Using that analogy, you are stochastically sampling from other people's splat mark art, and guiding it towards something that resembles the prior work.
I'd like to take a moment to emphasize that whether something is copyrightable and whether it is infringing are actually separate considerations. Both are social constructs the same as which side of the road one drives on, and it makes sense for us to define them in some way that is "fair", whatever that means.

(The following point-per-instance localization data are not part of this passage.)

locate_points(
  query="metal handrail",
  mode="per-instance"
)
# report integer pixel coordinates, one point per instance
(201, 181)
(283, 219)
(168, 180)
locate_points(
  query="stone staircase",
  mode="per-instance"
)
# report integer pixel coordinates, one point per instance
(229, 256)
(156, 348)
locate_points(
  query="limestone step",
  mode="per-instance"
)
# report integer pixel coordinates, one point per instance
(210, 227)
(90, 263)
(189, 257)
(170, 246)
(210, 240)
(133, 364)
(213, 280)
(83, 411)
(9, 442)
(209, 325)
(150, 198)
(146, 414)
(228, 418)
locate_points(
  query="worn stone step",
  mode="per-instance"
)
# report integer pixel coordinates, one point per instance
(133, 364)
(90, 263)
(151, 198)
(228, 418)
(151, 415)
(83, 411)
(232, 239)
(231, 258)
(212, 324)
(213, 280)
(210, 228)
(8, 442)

Copyright implies creativity. The creator owns the copyright, expect for in works for hire. But the thing has to be created. An ai doesn't have creativity so it can't own a copyright. You could argue that the person who created the prompt owns the copyright. And you may have a valid point based on how much creativity is required.
TBH i do not see "prompts" to be copyrightable. For one, they're incredibly short (e.g. most image generators will output something for "a green field" - who owns that prompt?). For another, they're incredibly reliant on pretty much everything else around the system: the same prompt can produce wildly different results based on different algorithms, models, weights, etc. And let's not forget that not everything uses a "prompt".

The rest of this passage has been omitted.